Orangey was a feline movie star whose most famous performance was that of ‘Cat’ in the 1961 film Breakfast at Tiffany’s. This orange-and-black tabby got his first big break in Rhubarb, a 1951 movie about an eccentric millionaire who adopts a feisty feral cat. Orangey was rumored to be hard to work with, and so short-tempered that even his owner didn’t like him. However, Orangey did win two Patsy Awards (Picture Animal Top Star of the Year) for his catty performances, so perhaps his purr-sonality was not so unpleasant after all. Orangey also appeared with Jackie Gleason in Gigot (1962) and in the 1950s sitcom Our Miss Brooks.
Spot, another fine feline actor, rose to fame as a recurring character on the television series, Star Trek The Next Generation. Despite the name, Spot did not have any spots. Spot originally appeared as a male Somali cat, but later appeared as a female orange tabby. This led to speculation that Spot was actually a shape-shifter or victim of a transporter accident. Spot, however, has not commented publicly on either possibility. Spot did get to dine at the White House though, and his rabid fans sent him furry mice by the dozen.
Morris catapulted to fame as the finicky ‘spokescat’ for Purina 9 Lives. This 15-pound orange tabby lived up to his nickname ‘Lucky’ when he was rescued from an Illinois shelter by professional animal trainer, Bob Martwick.

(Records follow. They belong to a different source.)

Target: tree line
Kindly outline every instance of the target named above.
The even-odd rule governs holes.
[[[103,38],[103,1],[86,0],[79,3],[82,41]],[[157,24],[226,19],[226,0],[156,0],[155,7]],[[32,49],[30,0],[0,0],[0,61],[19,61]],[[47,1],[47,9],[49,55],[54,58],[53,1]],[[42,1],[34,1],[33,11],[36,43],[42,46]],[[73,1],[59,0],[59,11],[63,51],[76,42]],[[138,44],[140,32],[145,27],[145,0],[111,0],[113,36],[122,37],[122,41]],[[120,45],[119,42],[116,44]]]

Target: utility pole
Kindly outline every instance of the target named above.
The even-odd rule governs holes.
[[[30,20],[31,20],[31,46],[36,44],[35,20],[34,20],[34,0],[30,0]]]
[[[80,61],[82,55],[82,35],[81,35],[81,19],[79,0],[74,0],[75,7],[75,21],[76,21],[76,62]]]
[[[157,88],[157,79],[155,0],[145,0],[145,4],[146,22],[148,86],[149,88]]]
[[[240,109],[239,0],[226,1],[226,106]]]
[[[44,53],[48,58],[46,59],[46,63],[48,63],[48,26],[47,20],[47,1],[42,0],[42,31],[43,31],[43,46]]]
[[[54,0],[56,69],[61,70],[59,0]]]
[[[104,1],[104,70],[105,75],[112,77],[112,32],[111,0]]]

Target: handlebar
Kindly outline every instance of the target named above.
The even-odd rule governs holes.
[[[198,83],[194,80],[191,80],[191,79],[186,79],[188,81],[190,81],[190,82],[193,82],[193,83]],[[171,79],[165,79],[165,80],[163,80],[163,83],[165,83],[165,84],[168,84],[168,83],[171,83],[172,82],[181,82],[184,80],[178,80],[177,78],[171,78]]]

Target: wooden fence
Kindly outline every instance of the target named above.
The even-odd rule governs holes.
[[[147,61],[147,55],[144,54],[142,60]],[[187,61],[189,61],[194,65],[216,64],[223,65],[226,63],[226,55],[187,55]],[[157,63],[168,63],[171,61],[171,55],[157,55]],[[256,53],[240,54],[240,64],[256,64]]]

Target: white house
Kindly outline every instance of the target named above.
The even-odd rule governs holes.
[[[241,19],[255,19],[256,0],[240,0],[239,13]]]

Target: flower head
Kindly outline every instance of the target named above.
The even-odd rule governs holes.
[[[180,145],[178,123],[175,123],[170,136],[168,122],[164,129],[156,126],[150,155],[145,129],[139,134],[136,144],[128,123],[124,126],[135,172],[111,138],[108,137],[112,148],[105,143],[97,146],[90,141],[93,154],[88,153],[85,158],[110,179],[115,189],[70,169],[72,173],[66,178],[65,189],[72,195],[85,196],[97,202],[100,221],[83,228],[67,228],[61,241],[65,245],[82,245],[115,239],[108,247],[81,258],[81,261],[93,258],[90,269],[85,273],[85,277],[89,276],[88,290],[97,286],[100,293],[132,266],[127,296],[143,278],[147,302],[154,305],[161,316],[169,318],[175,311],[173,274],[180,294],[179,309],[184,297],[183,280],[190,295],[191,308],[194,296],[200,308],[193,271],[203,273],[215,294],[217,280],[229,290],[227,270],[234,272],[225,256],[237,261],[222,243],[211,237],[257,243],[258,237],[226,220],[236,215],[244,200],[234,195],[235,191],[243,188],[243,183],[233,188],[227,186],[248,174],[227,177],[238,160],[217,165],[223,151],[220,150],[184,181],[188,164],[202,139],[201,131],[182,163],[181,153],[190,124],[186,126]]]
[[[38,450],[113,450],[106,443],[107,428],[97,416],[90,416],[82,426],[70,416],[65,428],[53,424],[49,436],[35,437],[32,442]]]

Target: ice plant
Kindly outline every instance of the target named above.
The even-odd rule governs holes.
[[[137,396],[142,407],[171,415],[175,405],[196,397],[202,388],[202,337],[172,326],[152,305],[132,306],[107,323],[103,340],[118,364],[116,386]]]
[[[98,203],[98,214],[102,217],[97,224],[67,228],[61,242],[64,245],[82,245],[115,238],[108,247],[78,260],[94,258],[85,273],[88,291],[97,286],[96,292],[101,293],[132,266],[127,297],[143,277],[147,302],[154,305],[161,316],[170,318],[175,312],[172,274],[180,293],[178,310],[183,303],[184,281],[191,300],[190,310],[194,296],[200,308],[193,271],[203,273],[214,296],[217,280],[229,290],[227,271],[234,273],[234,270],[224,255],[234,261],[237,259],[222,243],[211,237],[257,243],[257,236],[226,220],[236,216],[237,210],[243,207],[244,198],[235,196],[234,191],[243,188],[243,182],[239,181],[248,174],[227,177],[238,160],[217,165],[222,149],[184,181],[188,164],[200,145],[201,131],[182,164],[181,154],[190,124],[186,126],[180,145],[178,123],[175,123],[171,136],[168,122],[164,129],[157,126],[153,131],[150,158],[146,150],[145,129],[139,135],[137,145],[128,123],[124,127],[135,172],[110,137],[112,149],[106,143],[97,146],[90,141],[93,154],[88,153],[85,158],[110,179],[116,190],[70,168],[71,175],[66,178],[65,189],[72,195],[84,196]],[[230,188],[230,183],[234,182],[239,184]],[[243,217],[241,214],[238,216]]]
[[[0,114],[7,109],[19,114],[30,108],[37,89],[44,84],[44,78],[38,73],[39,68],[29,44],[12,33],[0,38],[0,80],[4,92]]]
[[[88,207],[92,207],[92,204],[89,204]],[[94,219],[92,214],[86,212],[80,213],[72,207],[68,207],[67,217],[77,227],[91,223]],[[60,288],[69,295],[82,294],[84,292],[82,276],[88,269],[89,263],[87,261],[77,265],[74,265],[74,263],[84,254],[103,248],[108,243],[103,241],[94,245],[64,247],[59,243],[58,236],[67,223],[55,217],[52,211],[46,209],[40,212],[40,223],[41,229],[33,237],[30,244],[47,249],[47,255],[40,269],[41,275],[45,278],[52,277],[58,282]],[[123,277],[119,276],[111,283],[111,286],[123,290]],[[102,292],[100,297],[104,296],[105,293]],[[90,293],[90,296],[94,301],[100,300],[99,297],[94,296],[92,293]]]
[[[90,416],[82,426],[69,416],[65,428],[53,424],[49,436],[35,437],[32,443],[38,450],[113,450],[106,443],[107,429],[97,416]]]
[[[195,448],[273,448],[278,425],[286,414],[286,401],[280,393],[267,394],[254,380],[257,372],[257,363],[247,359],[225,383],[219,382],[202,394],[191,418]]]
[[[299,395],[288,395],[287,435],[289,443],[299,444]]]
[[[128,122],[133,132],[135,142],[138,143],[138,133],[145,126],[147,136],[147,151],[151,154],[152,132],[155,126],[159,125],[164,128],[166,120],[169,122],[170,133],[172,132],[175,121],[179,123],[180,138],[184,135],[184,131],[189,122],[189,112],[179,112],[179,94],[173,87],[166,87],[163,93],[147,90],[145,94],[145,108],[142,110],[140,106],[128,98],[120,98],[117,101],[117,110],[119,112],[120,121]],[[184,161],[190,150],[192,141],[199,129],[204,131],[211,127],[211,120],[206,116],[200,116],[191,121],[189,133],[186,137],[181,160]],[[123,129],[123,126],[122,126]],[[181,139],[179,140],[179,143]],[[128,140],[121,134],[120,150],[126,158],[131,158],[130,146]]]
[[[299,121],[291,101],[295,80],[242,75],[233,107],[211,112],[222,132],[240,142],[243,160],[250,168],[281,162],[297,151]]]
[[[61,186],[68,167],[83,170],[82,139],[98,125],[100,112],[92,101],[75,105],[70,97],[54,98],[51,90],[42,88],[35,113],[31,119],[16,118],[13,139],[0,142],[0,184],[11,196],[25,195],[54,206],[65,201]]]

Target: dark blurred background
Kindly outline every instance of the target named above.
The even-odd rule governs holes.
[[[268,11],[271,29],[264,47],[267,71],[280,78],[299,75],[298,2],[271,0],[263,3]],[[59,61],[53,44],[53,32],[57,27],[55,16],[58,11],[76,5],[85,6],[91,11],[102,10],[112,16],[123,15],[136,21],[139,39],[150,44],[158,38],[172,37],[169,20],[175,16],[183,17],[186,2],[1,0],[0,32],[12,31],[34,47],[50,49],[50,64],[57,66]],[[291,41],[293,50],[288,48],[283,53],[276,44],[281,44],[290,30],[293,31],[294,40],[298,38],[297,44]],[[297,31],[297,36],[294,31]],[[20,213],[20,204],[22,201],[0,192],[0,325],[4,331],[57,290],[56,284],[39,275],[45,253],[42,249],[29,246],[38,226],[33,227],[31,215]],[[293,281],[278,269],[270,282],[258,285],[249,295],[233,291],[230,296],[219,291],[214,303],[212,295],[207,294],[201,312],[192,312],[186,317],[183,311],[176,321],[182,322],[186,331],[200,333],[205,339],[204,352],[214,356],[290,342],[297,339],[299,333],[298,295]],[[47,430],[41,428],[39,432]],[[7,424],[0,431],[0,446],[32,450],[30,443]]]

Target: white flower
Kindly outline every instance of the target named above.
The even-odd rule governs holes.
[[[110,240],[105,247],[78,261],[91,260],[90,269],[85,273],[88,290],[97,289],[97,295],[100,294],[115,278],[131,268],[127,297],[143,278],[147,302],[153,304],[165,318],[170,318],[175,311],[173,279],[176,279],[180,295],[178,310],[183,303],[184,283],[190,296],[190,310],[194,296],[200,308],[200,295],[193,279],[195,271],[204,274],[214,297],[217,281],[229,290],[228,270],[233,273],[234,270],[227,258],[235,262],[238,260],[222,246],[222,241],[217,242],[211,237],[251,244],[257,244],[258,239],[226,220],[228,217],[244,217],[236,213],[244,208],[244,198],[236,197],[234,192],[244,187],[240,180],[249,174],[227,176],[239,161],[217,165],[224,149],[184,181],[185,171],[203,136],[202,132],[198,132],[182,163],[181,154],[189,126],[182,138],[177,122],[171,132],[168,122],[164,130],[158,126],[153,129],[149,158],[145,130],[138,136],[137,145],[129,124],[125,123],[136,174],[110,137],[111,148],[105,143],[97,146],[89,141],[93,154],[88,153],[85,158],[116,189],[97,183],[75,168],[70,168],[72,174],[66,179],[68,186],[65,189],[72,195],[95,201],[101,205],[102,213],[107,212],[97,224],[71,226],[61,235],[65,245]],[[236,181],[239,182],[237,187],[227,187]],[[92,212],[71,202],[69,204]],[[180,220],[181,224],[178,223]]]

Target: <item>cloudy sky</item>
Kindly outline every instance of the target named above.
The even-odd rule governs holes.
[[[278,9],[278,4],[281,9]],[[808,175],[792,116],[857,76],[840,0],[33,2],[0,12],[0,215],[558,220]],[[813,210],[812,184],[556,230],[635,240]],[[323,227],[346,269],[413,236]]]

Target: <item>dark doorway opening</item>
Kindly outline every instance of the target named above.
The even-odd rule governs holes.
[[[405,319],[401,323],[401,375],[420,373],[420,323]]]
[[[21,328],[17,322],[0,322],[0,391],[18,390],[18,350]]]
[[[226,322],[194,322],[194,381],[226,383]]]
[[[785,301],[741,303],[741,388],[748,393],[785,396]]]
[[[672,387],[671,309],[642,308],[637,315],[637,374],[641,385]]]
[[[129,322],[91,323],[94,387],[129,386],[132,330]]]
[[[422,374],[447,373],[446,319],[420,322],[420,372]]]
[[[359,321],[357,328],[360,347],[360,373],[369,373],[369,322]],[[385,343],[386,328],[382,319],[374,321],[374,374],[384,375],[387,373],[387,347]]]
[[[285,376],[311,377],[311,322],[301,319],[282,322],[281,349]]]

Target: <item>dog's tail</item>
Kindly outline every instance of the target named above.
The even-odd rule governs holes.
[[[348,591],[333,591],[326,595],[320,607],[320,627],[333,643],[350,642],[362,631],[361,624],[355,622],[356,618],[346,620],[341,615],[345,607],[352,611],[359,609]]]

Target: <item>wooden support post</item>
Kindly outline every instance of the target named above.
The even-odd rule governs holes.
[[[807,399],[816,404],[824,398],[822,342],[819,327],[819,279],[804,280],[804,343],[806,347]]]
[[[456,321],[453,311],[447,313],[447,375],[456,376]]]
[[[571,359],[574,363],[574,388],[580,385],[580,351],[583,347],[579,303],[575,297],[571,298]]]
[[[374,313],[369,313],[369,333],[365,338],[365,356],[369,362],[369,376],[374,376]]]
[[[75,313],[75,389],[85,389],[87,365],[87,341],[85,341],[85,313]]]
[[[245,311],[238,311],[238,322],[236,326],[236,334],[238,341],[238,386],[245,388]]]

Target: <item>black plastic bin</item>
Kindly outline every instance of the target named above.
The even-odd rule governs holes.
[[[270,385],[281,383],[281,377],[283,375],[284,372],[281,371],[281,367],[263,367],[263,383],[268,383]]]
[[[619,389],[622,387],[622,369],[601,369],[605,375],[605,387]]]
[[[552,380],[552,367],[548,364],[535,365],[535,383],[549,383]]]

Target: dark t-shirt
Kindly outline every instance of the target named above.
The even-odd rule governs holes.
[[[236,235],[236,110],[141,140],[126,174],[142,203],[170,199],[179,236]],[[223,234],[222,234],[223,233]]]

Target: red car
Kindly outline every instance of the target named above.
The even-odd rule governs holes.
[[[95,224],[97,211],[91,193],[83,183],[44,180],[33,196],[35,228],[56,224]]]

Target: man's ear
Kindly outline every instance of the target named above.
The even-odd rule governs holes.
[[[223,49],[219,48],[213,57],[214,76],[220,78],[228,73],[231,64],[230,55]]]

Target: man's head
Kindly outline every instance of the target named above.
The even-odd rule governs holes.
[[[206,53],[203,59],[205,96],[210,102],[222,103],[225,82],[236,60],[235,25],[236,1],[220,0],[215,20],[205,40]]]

Morris made 58 TV commercials for 9 Lives from 1969 until his death in 1978. Morris would snippily turn up his nose at any cat food offered to him, except 9 Lives of course. Morris also starred in 1973's Shamus, which led Time Magazine to dub him the ‘Feline Burt Reynolds.’ Morris was named Animal Star of the Year three times by US Magazine, and his ad agency (the Leo Burnett company) staged mock campaigns running him for President in 1988 and 1992 on the Finicky Party Platform. Whew—that Morris was one busy cat!
Former ‘First Cat’ Socks was a black-and-white stray who was adopted in 1991 by Chelsea Clinton. In 1993 Socks moved to the White House with the Clinton family, where he spent eight years prowling the presidential halls and being photographed with visiting heads of state. Socks also appeared on an episode of the popular sitcom Murphy Brown, and inspired two books. When President Clinton left Washington in 2001, Socks went to live with his personal secretary Betty Currie in Maryland, at her request. Socks passed away in February at the age of 20 after battling throat cancer. "Socks brought much happiness to Chelsea and us over the years, and enjoyment to kids and cat lovers everywhere," the Clintons said in a statement.
Baker and Taylor were famous ‘library cats’ that were the pride of their Minden, Nevada library. People came from far and away to see this popular pair of Scottish Fold cats, who were immortalized on posters, tote bags and other merchandise. They even had their own fan club. When patrons asked if they could check out the cats, the librarian reportedly quipped that they were “for reference only.” Another famous library cat was Dewey Readmore Books, a handsome marmalade tabby who resided at the public library in Spencer, Iowa for 19 years, until his death in 2006. This wee scruffy kitten was found in the book return chute, cold and barely alive yet purring up a storm. Dewey’s story inspired a best-selling book, and a film is sure to follow.
Precious, a white Himalayan-Persian cat, lived on Liberty Street about a block away from the World Trade Center in New York. Her owners were away when the September 11, 2001 attacks occurred. When they returned, they weren’t allowed to enter their badly damaged building. Eighteen days later, animal rescuers heard meowing, and found a shivering, scared Precious on the roof of the 12-story building. Precious was dehydrated and her eyes were injured, but was otherwise in good shape for a cat who’d survived that long without food or water.
Scarlett was perhaps the most famous feline of all, which is why I’ve saved her for last. I’m sure you will remember the touching true story of how this heroic mother cat rescued her five kittens one by one from a burning Brooklyn building, badly scorching herself in the process. It was April of 1996 when firefighters witnessed Scarlett’s courage and amazing act of motherly love as, again and again, she went into the blazing building to get her 4-week old kittens. One kitten did not survive, but the remaining four, as well as Scarlett herself, recuperated and were adopted by loving families. Scarlett died in 2008, but not before her bravery was immortalized in a wonderful and inspiring book titled Scarlett Saves Her Family. I have just one word to say to anyone who believes that animals do not have souls: Scarlett.